Cherchez des éléments sur ce film dans vos moteurs de recherche, et vous reviendrez bien bredouille. Si on excepte une vieille copie toute moisie en VO qui traîne sur You Tube, impossible ou presque de trouver quoi que ce soit sur ce film. À raison ? C’est difficile à dire. Les premières raisons qui nous conduisent sur la trace de ce film philippin est son casting : Robert Conrad (en pleine période des Têtes brulées) toujours charismatique en diable, Don Stroud en méchant de service, Felton Perry qui a remplacé Jim Kelly d’abord prévu pour le rôle, Larry Manetti (certainement recommandé par Robert Conrad) ou encore Thayer David et son incroyable bobine de pervers. Autrement dit un casting qui tient vraiment la route même s’il évoque, bien entendu, davantage celui qu’on peut trouver sur les plateaux de télévision que sur ceux de cinéma. Et derrière la caméra, l’impayable Eddie Romero, réalisateur d’innombrables séries B et de quelques films de blaxploitation, dont le fameux Black Mama, white Mama. Parmi les premières sorties de l’éditeur « Le Chat qui fume », le film se vend aujourd’hui à prix d’or sur les sites dédiés pour les collectionneurs car il est évident que le résultat ne vaut pas tripette.

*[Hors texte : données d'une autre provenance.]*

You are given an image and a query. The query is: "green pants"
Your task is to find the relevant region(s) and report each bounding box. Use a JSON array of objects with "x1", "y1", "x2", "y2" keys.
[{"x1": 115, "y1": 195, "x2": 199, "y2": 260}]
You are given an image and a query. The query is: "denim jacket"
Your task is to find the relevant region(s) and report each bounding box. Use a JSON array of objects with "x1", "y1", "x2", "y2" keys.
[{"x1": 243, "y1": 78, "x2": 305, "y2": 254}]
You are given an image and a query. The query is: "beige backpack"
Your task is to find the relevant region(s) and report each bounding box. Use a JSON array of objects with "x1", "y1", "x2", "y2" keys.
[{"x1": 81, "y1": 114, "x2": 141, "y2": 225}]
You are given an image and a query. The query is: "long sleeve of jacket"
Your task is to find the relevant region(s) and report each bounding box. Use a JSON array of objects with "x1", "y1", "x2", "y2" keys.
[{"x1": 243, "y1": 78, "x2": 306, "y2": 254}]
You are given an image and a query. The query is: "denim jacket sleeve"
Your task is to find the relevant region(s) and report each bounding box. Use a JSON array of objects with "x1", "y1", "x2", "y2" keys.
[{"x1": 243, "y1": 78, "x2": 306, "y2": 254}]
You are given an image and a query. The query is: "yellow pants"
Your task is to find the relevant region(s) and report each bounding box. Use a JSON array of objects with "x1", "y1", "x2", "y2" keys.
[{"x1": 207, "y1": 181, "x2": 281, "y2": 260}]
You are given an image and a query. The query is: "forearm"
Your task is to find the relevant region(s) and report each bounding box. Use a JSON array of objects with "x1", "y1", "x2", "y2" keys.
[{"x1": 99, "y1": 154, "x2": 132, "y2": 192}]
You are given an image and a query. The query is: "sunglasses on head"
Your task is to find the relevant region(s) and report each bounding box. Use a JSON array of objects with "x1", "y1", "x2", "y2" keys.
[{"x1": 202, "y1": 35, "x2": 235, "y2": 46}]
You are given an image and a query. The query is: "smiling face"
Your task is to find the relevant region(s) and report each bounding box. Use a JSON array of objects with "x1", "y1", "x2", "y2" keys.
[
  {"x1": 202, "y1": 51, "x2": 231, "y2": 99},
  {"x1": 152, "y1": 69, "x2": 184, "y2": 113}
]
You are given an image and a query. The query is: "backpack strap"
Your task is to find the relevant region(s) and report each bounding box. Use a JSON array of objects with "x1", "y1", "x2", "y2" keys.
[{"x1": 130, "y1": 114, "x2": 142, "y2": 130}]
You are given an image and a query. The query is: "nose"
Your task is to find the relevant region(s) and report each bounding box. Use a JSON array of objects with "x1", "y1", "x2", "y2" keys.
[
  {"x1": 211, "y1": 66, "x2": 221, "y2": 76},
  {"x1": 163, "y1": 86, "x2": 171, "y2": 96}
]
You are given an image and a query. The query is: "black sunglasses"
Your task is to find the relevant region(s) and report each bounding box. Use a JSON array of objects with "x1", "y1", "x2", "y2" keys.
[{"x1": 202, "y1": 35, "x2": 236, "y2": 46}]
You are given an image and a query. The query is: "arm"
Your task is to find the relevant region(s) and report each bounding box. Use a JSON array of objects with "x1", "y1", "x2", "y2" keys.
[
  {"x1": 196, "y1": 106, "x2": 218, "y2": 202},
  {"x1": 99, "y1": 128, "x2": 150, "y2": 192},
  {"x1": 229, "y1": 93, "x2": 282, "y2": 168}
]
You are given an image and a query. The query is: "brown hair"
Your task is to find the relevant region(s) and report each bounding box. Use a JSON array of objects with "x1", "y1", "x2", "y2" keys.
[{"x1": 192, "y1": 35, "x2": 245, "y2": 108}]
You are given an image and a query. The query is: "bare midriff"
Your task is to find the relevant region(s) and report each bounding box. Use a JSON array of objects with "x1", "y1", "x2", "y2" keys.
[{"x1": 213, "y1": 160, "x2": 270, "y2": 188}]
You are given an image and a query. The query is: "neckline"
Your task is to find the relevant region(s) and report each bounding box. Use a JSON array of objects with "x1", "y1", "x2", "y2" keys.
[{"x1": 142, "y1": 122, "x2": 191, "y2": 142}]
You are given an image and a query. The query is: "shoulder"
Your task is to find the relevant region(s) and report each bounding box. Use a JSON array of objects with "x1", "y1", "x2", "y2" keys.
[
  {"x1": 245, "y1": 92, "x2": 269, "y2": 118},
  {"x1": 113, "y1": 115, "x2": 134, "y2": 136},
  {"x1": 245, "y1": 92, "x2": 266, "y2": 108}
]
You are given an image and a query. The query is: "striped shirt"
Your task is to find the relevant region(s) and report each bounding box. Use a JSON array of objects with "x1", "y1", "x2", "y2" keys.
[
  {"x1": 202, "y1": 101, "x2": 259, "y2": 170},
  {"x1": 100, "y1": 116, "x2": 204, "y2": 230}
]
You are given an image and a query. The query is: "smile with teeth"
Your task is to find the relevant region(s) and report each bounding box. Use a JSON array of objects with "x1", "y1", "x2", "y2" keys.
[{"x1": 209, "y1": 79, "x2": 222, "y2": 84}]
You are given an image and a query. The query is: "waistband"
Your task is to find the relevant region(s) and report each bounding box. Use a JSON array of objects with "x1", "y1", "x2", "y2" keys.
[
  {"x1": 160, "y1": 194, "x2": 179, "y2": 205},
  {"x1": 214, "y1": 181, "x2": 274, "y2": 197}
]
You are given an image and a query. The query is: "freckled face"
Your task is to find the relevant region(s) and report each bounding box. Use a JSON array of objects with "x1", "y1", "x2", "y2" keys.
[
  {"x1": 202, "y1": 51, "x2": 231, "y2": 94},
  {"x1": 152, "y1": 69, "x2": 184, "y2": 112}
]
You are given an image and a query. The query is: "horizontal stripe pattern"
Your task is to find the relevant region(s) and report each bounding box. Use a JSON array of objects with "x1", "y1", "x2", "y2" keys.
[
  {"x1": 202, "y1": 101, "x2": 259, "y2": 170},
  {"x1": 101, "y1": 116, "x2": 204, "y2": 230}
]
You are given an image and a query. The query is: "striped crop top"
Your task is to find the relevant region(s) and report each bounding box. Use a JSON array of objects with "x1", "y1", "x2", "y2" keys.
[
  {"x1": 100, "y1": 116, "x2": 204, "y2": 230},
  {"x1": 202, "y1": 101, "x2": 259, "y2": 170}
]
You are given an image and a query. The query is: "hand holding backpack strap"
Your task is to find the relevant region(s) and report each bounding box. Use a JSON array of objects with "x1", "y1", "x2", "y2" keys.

Sudden death est un pur film d’exploitation au scénario totalement basique et à la réalisation inodore qui ne mise que sur la violence de certaines de ses scènes. Une violence qui se réduit à la brutalité de ses exécutions au révolver ou au fusil mitrailleur et ses poches de sang qui éclatent. Le film lorgne aussi sur le contexte kung-fu de l’époque mais Felton Perry n’est pas Jim Kelly (qui, lui-même, n’était pas Bruce Lee) et Robert Conrad a montré, notamment dans Les Mystères de l’Ouest qu’il n’avait pas besoin de coup de pied retourné pour être crédible. C’est, d’ailleurs, cela qui sauve certaines scènes de combats à mains nues. On pourra, par ailleurs, regretter que le personnage de Don Stroud soit si peu développé et n’occupe le devant de la scène que dans les dernières minutes du film. Sa présence aurait offert plus tôt davantage de tension à un film qui se découpe de façon trop caricaturale en deux parties distinctes : mise en place de l’intrigue puis règlements de comptes qui envoient du lourd.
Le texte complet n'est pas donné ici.